Of course I know it isn’t necessarily the case that the posh English speaker (for shorthand, let’s just call their accent posh RP) sees him or herself as dominant, but sometimes they do, and sometimes their demeanour is informed by that accent, and sometimes it makes everyone else feel uncomfortable.
I don’t have the same accent that I had as a child. I grew up in Africa, where we only noticed accents on people from other countries; they were never really an indicator of class as they are across the British Isles. As kids we put on RP accents when acting “la-di-da” or to demonstrate that a playground character was perhaps not as physically resilient as the rest of us. One friend spent a few months in England and when she returned she pronounced the “e” in “berry” as an “a”, leading the rest of us to torment her for months about this mysterious Barry fellow.
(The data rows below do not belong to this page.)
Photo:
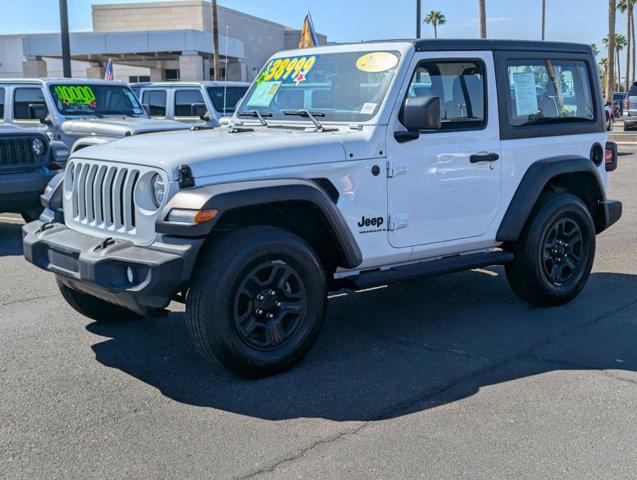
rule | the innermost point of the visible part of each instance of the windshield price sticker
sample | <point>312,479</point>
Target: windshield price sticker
<point>290,69</point>
<point>75,94</point>
<point>377,62</point>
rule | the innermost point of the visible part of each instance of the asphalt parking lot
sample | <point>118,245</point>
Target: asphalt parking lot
<point>447,378</point>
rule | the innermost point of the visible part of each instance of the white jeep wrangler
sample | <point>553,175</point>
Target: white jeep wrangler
<point>345,167</point>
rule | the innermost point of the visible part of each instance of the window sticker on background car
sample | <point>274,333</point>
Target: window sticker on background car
<point>263,94</point>
<point>377,62</point>
<point>290,69</point>
<point>75,95</point>
<point>525,94</point>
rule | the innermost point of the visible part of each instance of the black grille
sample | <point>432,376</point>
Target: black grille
<point>16,151</point>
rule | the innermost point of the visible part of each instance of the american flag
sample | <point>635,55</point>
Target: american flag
<point>109,70</point>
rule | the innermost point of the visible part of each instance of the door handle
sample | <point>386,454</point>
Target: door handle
<point>484,157</point>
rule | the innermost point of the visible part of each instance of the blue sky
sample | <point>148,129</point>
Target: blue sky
<point>354,20</point>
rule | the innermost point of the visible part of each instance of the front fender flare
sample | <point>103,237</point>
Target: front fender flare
<point>227,197</point>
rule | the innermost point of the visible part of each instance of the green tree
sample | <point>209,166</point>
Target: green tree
<point>435,19</point>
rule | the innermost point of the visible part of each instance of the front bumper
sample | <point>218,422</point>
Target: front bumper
<point>91,265</point>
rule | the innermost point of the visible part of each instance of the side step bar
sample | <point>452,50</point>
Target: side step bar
<point>431,268</point>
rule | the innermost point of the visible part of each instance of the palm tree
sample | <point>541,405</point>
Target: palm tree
<point>610,71</point>
<point>543,20</point>
<point>435,18</point>
<point>627,6</point>
<point>483,19</point>
<point>620,43</point>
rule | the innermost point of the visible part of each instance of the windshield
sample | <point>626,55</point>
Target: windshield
<point>78,99</point>
<point>346,87</point>
<point>232,96</point>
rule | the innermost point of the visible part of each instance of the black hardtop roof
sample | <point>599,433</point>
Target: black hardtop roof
<point>482,44</point>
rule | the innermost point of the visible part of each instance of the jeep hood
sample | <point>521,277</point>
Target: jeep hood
<point>220,151</point>
<point>119,127</point>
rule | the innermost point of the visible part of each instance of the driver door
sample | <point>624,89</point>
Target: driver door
<point>446,185</point>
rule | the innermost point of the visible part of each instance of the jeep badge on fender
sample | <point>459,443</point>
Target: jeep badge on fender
<point>482,160</point>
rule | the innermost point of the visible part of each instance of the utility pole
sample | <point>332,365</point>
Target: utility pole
<point>215,40</point>
<point>418,20</point>
<point>66,42</point>
<point>543,20</point>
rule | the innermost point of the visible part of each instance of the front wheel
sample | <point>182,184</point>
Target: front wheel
<point>555,253</point>
<point>257,301</point>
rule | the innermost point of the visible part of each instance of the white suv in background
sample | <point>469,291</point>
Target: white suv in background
<point>197,103</point>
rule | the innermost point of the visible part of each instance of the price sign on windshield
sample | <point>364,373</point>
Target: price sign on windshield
<point>290,69</point>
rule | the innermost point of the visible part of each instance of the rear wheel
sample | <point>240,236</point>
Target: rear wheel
<point>94,308</point>
<point>554,255</point>
<point>257,302</point>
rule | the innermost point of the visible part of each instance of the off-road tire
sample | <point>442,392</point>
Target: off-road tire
<point>532,274</point>
<point>94,308</point>
<point>224,291</point>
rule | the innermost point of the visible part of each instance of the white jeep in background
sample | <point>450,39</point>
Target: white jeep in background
<point>345,167</point>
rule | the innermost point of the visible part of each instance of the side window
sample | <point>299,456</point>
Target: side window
<point>186,102</point>
<point>460,85</point>
<point>23,99</point>
<point>156,100</point>
<point>549,91</point>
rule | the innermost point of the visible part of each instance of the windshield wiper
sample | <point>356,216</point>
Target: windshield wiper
<point>307,114</point>
<point>258,115</point>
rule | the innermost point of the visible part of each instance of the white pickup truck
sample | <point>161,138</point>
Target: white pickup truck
<point>345,167</point>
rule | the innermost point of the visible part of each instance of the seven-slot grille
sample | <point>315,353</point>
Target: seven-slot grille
<point>103,196</point>
<point>16,151</point>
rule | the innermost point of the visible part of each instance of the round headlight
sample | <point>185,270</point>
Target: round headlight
<point>159,190</point>
<point>38,147</point>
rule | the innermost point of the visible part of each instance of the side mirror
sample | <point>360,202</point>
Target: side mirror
<point>40,112</point>
<point>419,113</point>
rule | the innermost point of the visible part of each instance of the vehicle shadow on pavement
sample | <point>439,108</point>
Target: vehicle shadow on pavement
<point>397,350</point>
<point>10,239</point>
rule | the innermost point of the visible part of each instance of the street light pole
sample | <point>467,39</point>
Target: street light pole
<point>418,20</point>
<point>66,42</point>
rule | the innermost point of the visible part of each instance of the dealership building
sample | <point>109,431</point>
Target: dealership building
<point>153,42</point>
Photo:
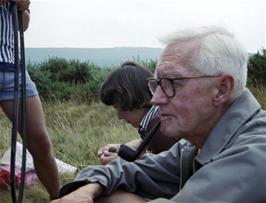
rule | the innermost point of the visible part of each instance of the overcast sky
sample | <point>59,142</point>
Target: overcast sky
<point>139,23</point>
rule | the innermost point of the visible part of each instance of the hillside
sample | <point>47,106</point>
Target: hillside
<point>99,56</point>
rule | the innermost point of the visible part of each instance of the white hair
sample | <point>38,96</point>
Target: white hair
<point>219,52</point>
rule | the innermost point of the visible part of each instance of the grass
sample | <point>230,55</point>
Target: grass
<point>77,131</point>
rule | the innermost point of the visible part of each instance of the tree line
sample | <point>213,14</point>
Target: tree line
<point>64,80</point>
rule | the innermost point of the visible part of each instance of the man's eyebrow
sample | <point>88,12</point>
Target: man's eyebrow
<point>169,75</point>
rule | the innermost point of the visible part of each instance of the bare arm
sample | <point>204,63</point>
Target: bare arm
<point>108,153</point>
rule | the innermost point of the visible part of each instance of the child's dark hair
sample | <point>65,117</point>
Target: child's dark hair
<point>126,87</point>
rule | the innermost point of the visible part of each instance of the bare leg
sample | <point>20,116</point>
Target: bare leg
<point>39,144</point>
<point>122,197</point>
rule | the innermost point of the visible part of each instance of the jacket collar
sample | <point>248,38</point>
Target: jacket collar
<point>238,113</point>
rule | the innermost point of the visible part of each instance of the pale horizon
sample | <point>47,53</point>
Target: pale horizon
<point>138,23</point>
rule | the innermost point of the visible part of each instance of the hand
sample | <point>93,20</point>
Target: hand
<point>23,5</point>
<point>108,153</point>
<point>84,194</point>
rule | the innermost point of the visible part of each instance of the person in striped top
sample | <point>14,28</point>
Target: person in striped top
<point>127,91</point>
<point>39,144</point>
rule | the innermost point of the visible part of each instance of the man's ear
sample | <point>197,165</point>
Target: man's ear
<point>225,88</point>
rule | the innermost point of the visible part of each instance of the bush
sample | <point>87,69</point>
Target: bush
<point>257,69</point>
<point>59,79</point>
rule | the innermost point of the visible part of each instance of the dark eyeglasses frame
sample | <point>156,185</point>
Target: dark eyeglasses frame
<point>172,82</point>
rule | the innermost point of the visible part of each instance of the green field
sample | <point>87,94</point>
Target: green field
<point>77,131</point>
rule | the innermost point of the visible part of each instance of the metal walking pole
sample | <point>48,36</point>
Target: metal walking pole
<point>19,67</point>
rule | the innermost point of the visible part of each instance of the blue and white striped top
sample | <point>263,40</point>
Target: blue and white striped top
<point>6,35</point>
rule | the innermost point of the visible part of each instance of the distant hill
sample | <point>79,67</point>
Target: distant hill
<point>99,56</point>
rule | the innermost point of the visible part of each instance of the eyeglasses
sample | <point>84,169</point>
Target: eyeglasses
<point>168,86</point>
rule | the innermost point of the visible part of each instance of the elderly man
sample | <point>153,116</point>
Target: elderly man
<point>199,86</point>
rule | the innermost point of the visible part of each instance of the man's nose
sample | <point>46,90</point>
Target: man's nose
<point>158,97</point>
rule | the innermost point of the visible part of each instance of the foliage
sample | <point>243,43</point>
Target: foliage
<point>77,131</point>
<point>59,79</point>
<point>257,68</point>
<point>63,80</point>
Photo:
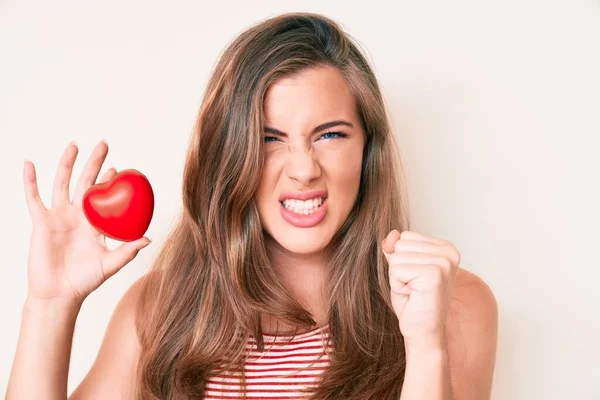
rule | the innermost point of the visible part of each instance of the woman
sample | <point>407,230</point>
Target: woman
<point>294,223</point>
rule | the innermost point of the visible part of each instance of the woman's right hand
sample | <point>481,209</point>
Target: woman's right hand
<point>68,258</point>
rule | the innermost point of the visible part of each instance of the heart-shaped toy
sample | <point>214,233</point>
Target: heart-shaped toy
<point>122,207</point>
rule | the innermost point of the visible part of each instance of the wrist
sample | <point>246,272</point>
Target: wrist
<point>435,345</point>
<point>51,305</point>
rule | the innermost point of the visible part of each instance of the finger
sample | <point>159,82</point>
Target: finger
<point>90,171</point>
<point>107,176</point>
<point>414,276</point>
<point>32,196</point>
<point>411,235</point>
<point>119,257</point>
<point>420,246</point>
<point>419,258</point>
<point>62,177</point>
<point>389,241</point>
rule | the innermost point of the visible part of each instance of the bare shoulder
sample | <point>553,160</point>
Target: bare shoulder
<point>113,372</point>
<point>472,334</point>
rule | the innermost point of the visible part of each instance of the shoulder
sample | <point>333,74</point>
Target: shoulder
<point>472,334</point>
<point>112,374</point>
<point>473,298</point>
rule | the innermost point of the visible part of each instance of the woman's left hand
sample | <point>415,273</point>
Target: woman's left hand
<point>422,273</point>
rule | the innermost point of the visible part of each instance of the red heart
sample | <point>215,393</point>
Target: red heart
<point>122,207</point>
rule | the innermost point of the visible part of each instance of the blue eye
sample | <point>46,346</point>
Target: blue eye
<point>339,134</point>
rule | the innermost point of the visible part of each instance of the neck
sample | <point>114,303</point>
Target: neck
<point>304,275</point>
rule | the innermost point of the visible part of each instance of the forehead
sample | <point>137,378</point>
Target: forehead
<point>308,98</point>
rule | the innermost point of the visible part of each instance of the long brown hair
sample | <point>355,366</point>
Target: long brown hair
<point>212,280</point>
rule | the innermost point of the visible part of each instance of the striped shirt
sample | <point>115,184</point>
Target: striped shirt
<point>280,371</point>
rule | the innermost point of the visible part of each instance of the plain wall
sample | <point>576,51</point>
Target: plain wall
<point>495,104</point>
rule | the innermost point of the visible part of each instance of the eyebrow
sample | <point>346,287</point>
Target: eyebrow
<point>318,128</point>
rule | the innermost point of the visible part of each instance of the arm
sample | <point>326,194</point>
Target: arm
<point>112,376</point>
<point>68,259</point>
<point>43,350</point>
<point>427,373</point>
<point>462,366</point>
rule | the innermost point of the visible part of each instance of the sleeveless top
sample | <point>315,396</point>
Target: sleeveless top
<point>286,365</point>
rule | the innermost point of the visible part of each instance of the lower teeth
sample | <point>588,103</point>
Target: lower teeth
<point>303,212</point>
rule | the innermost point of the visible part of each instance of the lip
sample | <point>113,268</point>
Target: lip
<point>304,221</point>
<point>309,194</point>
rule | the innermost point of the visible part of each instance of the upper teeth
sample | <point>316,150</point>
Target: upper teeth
<point>303,205</point>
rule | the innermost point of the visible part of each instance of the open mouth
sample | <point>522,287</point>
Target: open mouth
<point>303,207</point>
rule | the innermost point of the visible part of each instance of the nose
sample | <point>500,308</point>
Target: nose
<point>302,165</point>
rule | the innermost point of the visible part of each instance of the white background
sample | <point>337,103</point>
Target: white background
<point>496,106</point>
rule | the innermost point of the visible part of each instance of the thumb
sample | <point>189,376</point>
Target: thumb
<point>389,242</point>
<point>119,257</point>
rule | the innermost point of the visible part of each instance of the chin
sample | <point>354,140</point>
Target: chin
<point>298,244</point>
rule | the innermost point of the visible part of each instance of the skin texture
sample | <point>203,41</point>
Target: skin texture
<point>460,366</point>
<point>305,161</point>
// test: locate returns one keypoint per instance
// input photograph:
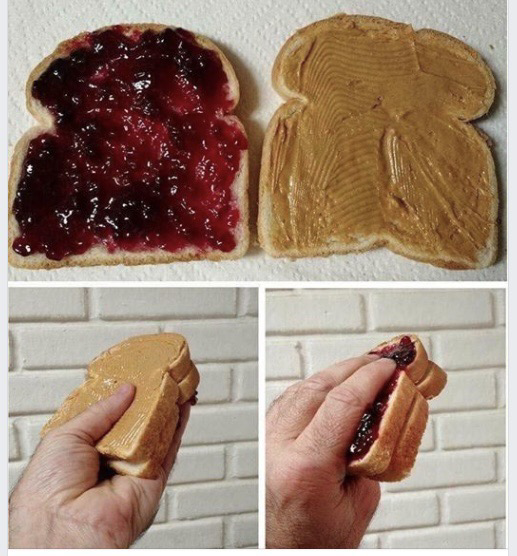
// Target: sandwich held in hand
(160, 368)
(373, 146)
(138, 158)
(389, 435)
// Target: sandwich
(373, 146)
(137, 158)
(160, 368)
(391, 429)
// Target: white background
(211, 497)
(251, 32)
(455, 495)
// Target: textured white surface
(251, 33)
(455, 495)
(212, 495)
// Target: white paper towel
(251, 32)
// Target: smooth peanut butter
(373, 147)
(154, 364)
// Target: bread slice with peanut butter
(160, 367)
(373, 146)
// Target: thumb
(95, 421)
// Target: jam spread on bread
(368, 429)
(403, 353)
(141, 156)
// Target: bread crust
(433, 382)
(293, 100)
(406, 449)
(99, 255)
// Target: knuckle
(315, 383)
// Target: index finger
(295, 408)
(334, 426)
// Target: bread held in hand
(390, 432)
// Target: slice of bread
(394, 432)
(373, 147)
(102, 251)
(378, 457)
(406, 449)
(159, 366)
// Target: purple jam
(140, 157)
(368, 429)
(403, 353)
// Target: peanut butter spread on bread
(155, 364)
(373, 146)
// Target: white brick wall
(211, 497)
(455, 496)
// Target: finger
(294, 410)
(365, 495)
(333, 428)
(94, 422)
(170, 458)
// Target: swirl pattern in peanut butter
(373, 146)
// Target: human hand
(310, 501)
(62, 502)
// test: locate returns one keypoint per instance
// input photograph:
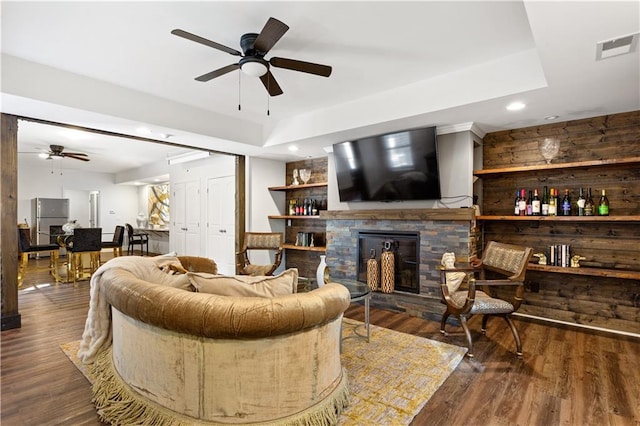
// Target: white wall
(118, 203)
(455, 165)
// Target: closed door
(185, 212)
(221, 238)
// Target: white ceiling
(115, 66)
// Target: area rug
(390, 378)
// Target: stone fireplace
(435, 231)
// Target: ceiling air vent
(616, 46)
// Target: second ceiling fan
(252, 62)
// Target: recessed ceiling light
(515, 106)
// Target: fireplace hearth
(406, 249)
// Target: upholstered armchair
(270, 241)
(502, 265)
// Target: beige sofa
(184, 357)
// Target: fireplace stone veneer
(438, 230)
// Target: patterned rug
(390, 378)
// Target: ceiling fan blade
(272, 32)
(201, 40)
(308, 67)
(81, 157)
(217, 73)
(271, 84)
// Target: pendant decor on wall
(387, 265)
(373, 275)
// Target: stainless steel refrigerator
(48, 216)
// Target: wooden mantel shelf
(397, 214)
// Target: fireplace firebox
(406, 249)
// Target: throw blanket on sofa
(97, 328)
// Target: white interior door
(221, 195)
(193, 216)
(178, 218)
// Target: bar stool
(136, 238)
(25, 248)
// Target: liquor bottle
(603, 207)
(522, 203)
(545, 202)
(553, 206)
(566, 204)
(580, 203)
(536, 208)
(589, 208)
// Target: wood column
(9, 221)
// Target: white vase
(322, 273)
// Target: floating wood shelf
(301, 186)
(562, 218)
(317, 217)
(303, 248)
(557, 166)
(595, 272)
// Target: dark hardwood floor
(566, 377)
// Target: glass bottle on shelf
(589, 207)
(553, 203)
(603, 207)
(566, 204)
(536, 208)
(545, 202)
(581, 202)
(522, 203)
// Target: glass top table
(359, 291)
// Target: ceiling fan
(252, 62)
(57, 151)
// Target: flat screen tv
(396, 166)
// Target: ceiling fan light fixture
(254, 67)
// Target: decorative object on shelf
(373, 275)
(141, 220)
(542, 258)
(305, 175)
(549, 148)
(70, 226)
(575, 260)
(387, 265)
(322, 273)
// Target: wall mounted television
(397, 166)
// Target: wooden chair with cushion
(85, 241)
(270, 241)
(502, 265)
(136, 238)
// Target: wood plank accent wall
(8, 223)
(602, 301)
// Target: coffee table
(359, 291)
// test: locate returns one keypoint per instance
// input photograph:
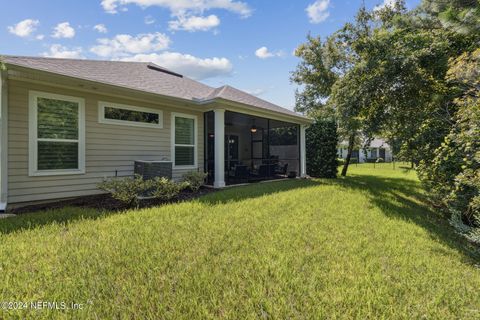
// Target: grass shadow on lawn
(405, 199)
(70, 214)
(50, 217)
(255, 190)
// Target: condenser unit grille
(152, 169)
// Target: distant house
(377, 149)
(66, 124)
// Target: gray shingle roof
(142, 76)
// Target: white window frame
(33, 135)
(195, 140)
(102, 119)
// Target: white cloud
(59, 51)
(124, 44)
(263, 53)
(100, 28)
(63, 30)
(386, 3)
(191, 66)
(149, 20)
(194, 23)
(318, 11)
(178, 7)
(24, 28)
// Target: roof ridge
(71, 59)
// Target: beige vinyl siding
(108, 147)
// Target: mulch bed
(107, 203)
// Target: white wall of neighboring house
(373, 151)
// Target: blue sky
(247, 44)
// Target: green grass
(365, 246)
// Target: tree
(331, 77)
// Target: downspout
(3, 140)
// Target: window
(184, 140)
(114, 113)
(56, 134)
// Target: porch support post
(303, 153)
(219, 148)
(3, 140)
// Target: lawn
(365, 246)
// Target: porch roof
(145, 77)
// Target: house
(370, 152)
(66, 124)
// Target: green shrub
(127, 190)
(453, 177)
(193, 180)
(321, 148)
(165, 189)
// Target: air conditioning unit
(152, 169)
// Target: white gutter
(3, 140)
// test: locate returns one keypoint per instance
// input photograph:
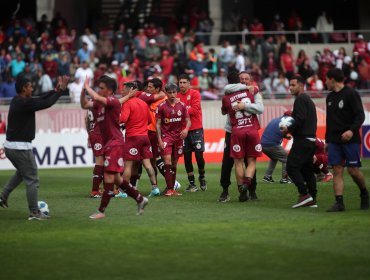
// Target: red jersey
(191, 99)
(240, 120)
(172, 119)
(108, 121)
(320, 147)
(2, 127)
(149, 99)
(135, 116)
(92, 116)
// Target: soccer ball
(177, 185)
(286, 121)
(44, 208)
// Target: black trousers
(227, 166)
(300, 166)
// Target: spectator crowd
(43, 50)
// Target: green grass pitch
(188, 237)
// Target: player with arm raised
(113, 145)
(173, 123)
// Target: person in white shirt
(75, 89)
(83, 72)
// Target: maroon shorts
(137, 148)
(113, 158)
(154, 143)
(173, 148)
(96, 143)
(321, 161)
(245, 144)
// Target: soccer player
(320, 162)
(245, 141)
(95, 142)
(227, 162)
(135, 116)
(271, 146)
(153, 97)
(344, 117)
(303, 130)
(113, 144)
(19, 135)
(194, 142)
(172, 116)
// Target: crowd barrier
(61, 139)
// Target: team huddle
(157, 131)
(152, 126)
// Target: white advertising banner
(56, 150)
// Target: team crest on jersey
(98, 146)
(236, 148)
(90, 115)
(341, 104)
(258, 148)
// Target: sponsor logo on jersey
(258, 148)
(236, 148)
(98, 147)
(172, 120)
(341, 104)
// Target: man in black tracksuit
(20, 133)
(303, 130)
(344, 118)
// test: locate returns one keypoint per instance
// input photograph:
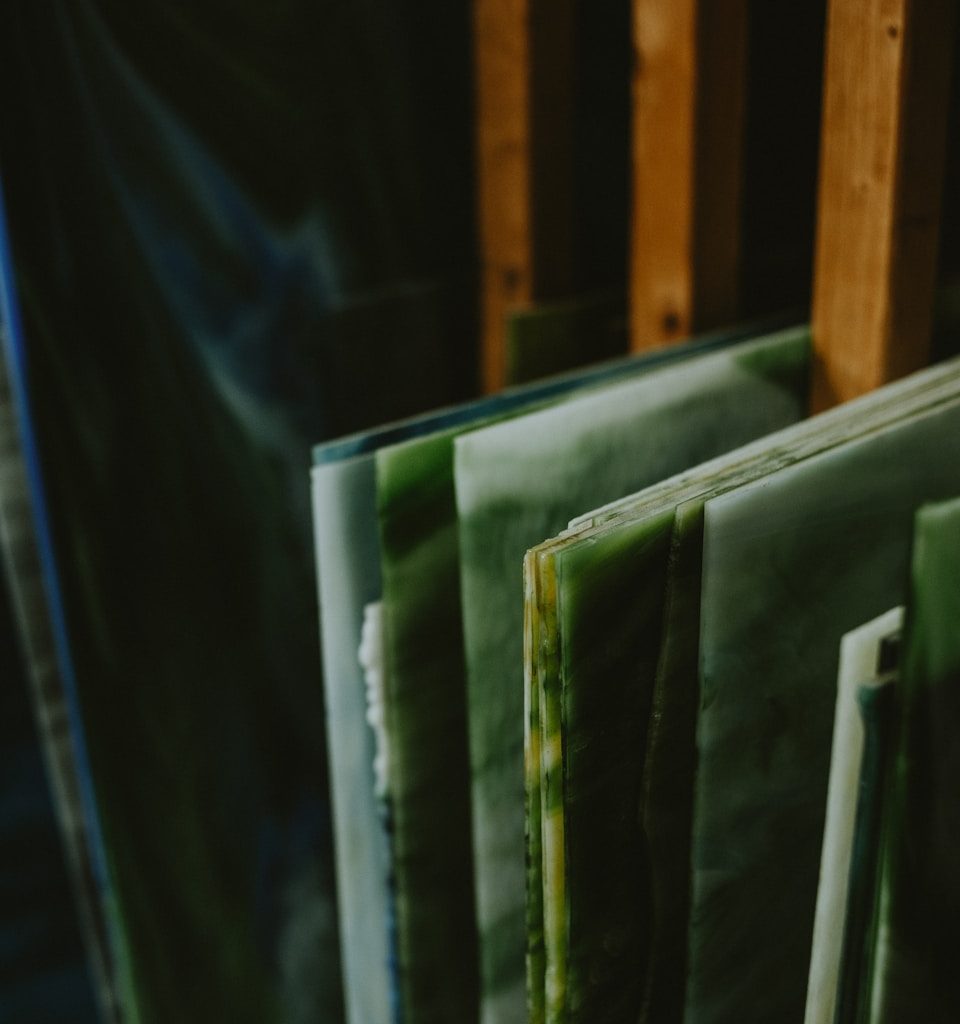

After criss-crossing the world for a few years because of my father’s peripatetic job, I ended up in a girls’ boarding school in England for the final two years of secondary school, and suddenly felt inferior because of the way they all spoke. Their real accent was our joke accent and it was scary. It made me feel conspicuous for not coming from a rich or well-connected family, and it wasn’t long before I sounded a bit like them (the fact that our snobby bully of a careers adviser subtly suggested we’d never get into university if we didn’t conform in every way didn’t help).
When I went back to Africa with this accent I got sideways looks – the “who does she think she is?” vibe – and I don’t blame them. It was hardly an Eliza Doolittle scenario but it was enough for my old pals to think I thought I was better than them. I only did it to protect myself in that posh bootcamp and it sort of stuck.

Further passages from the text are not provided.